“Random Acts Of Niceness,” by Taffy Brodesser-Akner surprised me. (Ladies Homes Journal, June 2014 pgs. 21 23.) I wasn’t prepared for her insights about “niceness” which were deeper than one might expect from a homemaking magazine. The story began with the author’s decision to practice being nice every day for a period of time. By “being nice,” she didn’t mean doing kindnesses that required little effort, like smiling at someone or opening a door for a stranger. To be nice, she had to make an effort beyond these courtesies.
She started small, buying a beverage for the person standing in line behind her at the local coffee shop. When that person failed to thank her or even acknowledge her existence, however, she was surprised by her reaction. She felt annoyed and that annoyance became her first lesson in the art of being nice. An act of kindness is to be done for its own sake, not for gratitude.
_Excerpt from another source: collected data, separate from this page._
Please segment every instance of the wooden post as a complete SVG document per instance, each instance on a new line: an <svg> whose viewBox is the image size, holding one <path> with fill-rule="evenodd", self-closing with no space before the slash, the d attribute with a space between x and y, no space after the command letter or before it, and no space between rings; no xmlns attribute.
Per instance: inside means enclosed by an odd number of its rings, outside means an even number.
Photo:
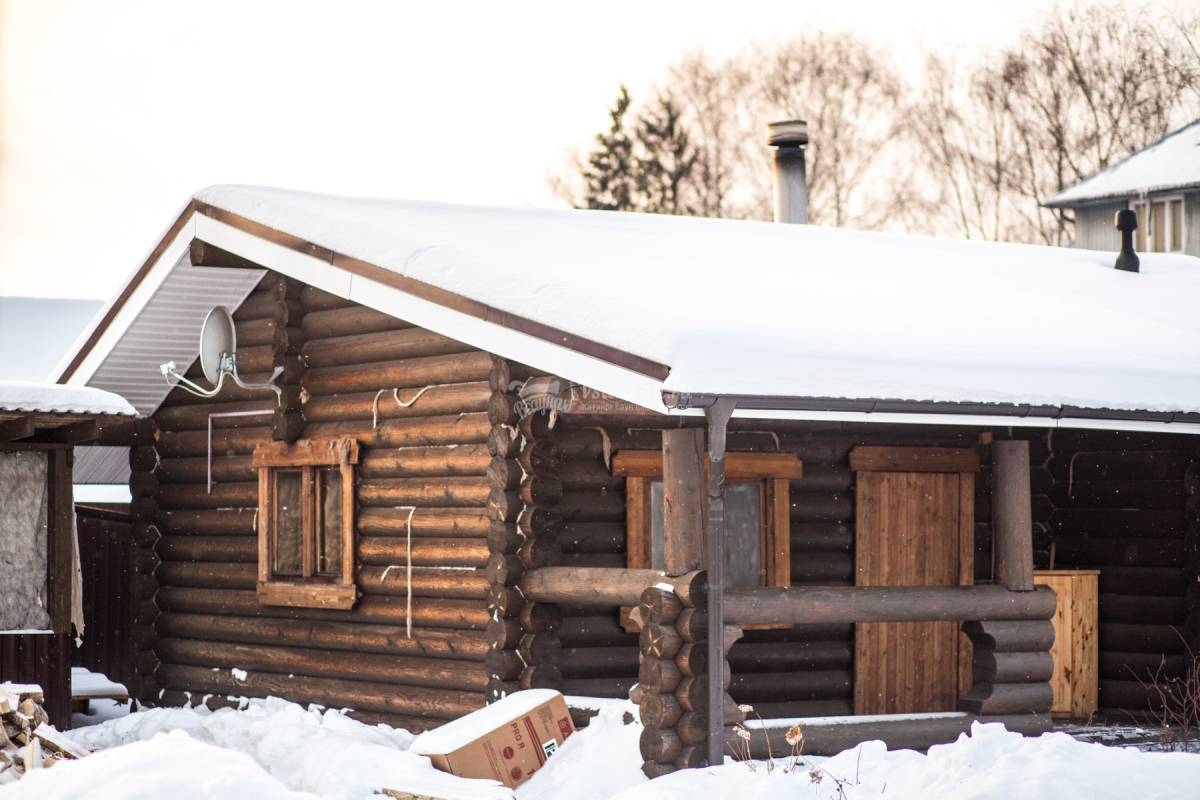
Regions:
<svg viewBox="0 0 1200 800"><path fill-rule="evenodd" d="M704 562L704 430L663 431L663 568L668 575Z"/></svg>
<svg viewBox="0 0 1200 800"><path fill-rule="evenodd" d="M992 530L996 583L1014 592L1033 590L1033 506L1029 442L992 444Z"/></svg>
<svg viewBox="0 0 1200 800"><path fill-rule="evenodd" d="M725 434L735 402L717 400L708 420L708 763L725 761Z"/></svg>

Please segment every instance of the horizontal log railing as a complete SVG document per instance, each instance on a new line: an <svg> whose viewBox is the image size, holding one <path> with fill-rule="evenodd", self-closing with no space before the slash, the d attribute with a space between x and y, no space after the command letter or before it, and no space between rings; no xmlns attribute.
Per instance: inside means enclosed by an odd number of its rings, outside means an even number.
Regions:
<svg viewBox="0 0 1200 800"><path fill-rule="evenodd" d="M726 589L730 625L1040 620L1054 616L1054 592L1003 586L853 586Z"/></svg>
<svg viewBox="0 0 1200 800"><path fill-rule="evenodd" d="M542 567L525 573L521 592L543 603L583 606L636 606L642 592L659 583L681 598L698 598L703 591L699 573L668 577L654 569L619 567Z"/></svg>

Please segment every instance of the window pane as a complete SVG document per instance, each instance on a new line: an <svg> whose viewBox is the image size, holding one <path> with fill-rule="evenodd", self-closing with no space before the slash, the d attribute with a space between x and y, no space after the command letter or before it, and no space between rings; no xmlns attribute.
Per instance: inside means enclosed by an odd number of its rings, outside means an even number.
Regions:
<svg viewBox="0 0 1200 800"><path fill-rule="evenodd" d="M1167 249L1167 204L1150 205L1150 249L1161 253Z"/></svg>
<svg viewBox="0 0 1200 800"><path fill-rule="evenodd" d="M278 470L275 477L275 574L299 575L304 564L301 474Z"/></svg>
<svg viewBox="0 0 1200 800"><path fill-rule="evenodd" d="M317 574L338 575L342 564L342 471L317 471Z"/></svg>
<svg viewBox="0 0 1200 800"><path fill-rule="evenodd" d="M1171 201L1171 252L1183 249L1183 201Z"/></svg>
<svg viewBox="0 0 1200 800"><path fill-rule="evenodd" d="M762 570L762 487L758 483L726 484L725 585L758 586Z"/></svg>
<svg viewBox="0 0 1200 800"><path fill-rule="evenodd" d="M725 585L760 585L762 570L762 488L758 483L726 484ZM650 484L650 567L662 569L664 558L663 485Z"/></svg>

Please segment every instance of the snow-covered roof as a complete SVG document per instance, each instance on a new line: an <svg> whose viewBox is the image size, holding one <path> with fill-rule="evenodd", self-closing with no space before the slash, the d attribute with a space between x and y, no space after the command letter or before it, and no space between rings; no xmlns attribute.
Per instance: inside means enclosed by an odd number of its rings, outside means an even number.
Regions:
<svg viewBox="0 0 1200 800"><path fill-rule="evenodd" d="M1062 190L1052 208L1200 186L1200 119Z"/></svg>
<svg viewBox="0 0 1200 800"><path fill-rule="evenodd" d="M66 377L89 382L195 269L193 236L658 411L665 391L1200 412L1190 256L1133 274L1108 252L242 186L196 196ZM887 420L856 414L834 418Z"/></svg>
<svg viewBox="0 0 1200 800"><path fill-rule="evenodd" d="M0 381L0 412L34 414L137 414L125 398L91 386Z"/></svg>

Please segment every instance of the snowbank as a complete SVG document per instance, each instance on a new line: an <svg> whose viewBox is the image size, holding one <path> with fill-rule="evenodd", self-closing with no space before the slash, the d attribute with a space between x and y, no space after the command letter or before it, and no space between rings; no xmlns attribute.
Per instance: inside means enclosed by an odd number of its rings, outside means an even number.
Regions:
<svg viewBox="0 0 1200 800"><path fill-rule="evenodd" d="M183 731L33 770L4 800L315 800L286 789L254 760Z"/></svg>
<svg viewBox="0 0 1200 800"><path fill-rule="evenodd" d="M729 763L677 772L614 800L1166 800L1195 797L1198 786L1200 755L1085 744L1065 733L1030 739L975 723L969 736L931 747L928 755L867 742L791 771Z"/></svg>

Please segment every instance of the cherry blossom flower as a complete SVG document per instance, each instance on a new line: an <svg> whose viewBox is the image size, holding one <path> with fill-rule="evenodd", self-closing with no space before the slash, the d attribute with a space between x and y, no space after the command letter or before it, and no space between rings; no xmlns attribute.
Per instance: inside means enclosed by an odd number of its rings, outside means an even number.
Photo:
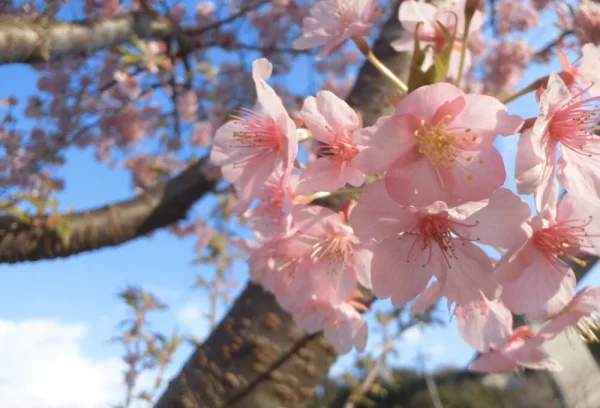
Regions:
<svg viewBox="0 0 600 408"><path fill-rule="evenodd" d="M368 35L379 15L377 0L319 0L302 20L302 36L294 48L323 46L319 56L324 57L350 38Z"/></svg>
<svg viewBox="0 0 600 408"><path fill-rule="evenodd" d="M541 343L535 334L527 326L518 327L502 347L482 354L469 365L469 370L486 373L509 373L519 368L562 370L558 361L539 349Z"/></svg>
<svg viewBox="0 0 600 408"><path fill-rule="evenodd" d="M357 132L366 148L354 163L368 175L387 170L388 193L402 205L479 201L506 179L496 136L514 134L522 123L490 96L447 83L424 86L404 97L394 115Z"/></svg>
<svg viewBox="0 0 600 408"><path fill-rule="evenodd" d="M419 1L403 1L400 4L398 18L402 23L404 32L402 36L392 41L391 46L399 52L412 51L415 42L415 31L418 30L421 47L431 46L431 53L427 54L423 69L428 69L433 64L432 53L437 54L446 46L446 37L439 23L441 23L450 35L455 36L454 48L450 59L448 76L456 78L460 65L460 54L463 48L464 26L465 26L465 1L460 0L451 7L437 8L429 3ZM480 11L475 11L469 24L469 33L475 33L483 25L483 16ZM471 66L471 53L466 50L465 66L466 72Z"/></svg>
<svg viewBox="0 0 600 408"><path fill-rule="evenodd" d="M360 238L378 241L373 248L371 279L379 298L405 305L422 293L432 277L437 286L420 300L424 309L440 296L458 305L496 299L489 257L473 241L507 247L527 237L522 229L529 208L508 190L479 203L449 207L435 202L416 209L402 207L384 182L367 186L352 210L351 223ZM501 224L500 228L497 228Z"/></svg>
<svg viewBox="0 0 600 408"><path fill-rule="evenodd" d="M352 163L360 152L353 140L362 125L356 112L333 93L321 91L316 98L306 98L300 114L313 138L324 145L319 147L321 157L302 173L299 191L310 194L335 191L346 183L362 185L365 175Z"/></svg>
<svg viewBox="0 0 600 408"><path fill-rule="evenodd" d="M538 336L553 339L565 330L573 331L584 342L599 342L600 288L584 287L560 313L541 328Z"/></svg>
<svg viewBox="0 0 600 408"><path fill-rule="evenodd" d="M552 73L540 115L519 139L517 188L520 194L535 193L538 211L554 199L556 176L568 192L591 201L600 198L600 138L594 133L600 110L590 106L600 97L579 96Z"/></svg>
<svg viewBox="0 0 600 408"><path fill-rule="evenodd" d="M517 0L503 1L497 10L499 17L498 34L511 31L527 31L540 24L540 13L529 4Z"/></svg>
<svg viewBox="0 0 600 408"><path fill-rule="evenodd" d="M259 196L259 204L244 214L250 220L254 233L261 239L286 235L291 226L294 206L307 204L316 198L316 195L303 196L297 192L299 179L296 171L283 178L281 169L276 170L267 179Z"/></svg>
<svg viewBox="0 0 600 408"><path fill-rule="evenodd" d="M496 265L496 279L503 284L502 300L510 310L543 320L569 303L575 275L562 259L585 265L578 255L600 255L600 225L593 216L596 208L567 194L557 209L548 205L531 220L530 237L515 241Z"/></svg>
<svg viewBox="0 0 600 408"><path fill-rule="evenodd" d="M513 93L534 53L535 51L522 39L497 43L485 59L486 93L490 95Z"/></svg>
<svg viewBox="0 0 600 408"><path fill-rule="evenodd" d="M592 97L600 96L600 50L593 44L587 43L581 48L581 62L571 65L565 53L558 51L558 60L563 71L558 73L571 93L582 91ZM536 91L536 100L540 101L542 94L548 88L550 78Z"/></svg>
<svg viewBox="0 0 600 408"><path fill-rule="evenodd" d="M309 333L323 330L325 338L339 354L349 353L352 348L363 352L369 332L367 322L356 306L354 302L343 302L338 306L315 302L301 314L294 315L294 319L299 327Z"/></svg>
<svg viewBox="0 0 600 408"><path fill-rule="evenodd" d="M264 58L254 61L258 106L221 126L210 154L211 161L221 166L224 177L235 186L240 210L258 198L279 166L284 177L288 176L298 153L296 125L266 82L272 68Z"/></svg>
<svg viewBox="0 0 600 408"><path fill-rule="evenodd" d="M512 313L499 300L457 306L454 314L462 338L482 353L499 349L512 335Z"/></svg>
When I read her words, I thought of the German philosopher, Emanuel Kant. He observed that performing a virtuous act requires sacrifice and can leave us feeling resentful. The reason is that when we are doing a good deed for others, we are doing less for ourselves. That great American novel a person plans to write may have to be postponed while he or she sits with a friend whose father is dying.
But, as Brodesser-Akner discovered in her practice, a strange transformation happens on the road to being nice. Looking for opportunities to be kind, she became aware of how much kindness there was in the world. She saw it in the smiles of strangers, in the compliments of friends, and in the faces of volunteers doing charitable work. Had human nature suddenly changed, she wondered. Or had being kind opened her eyes? Whatever the reason, she felt buoyed by a new knowledge which gave her a “swelling sense of lightness and benevolence.” (Ibid, pg. 81) Her existence, she realized, was not ordinary, after all.
The wisdom of being kind has been sent down to us through the ages but only in its practice do we come understand: Life reflects what we are looking for.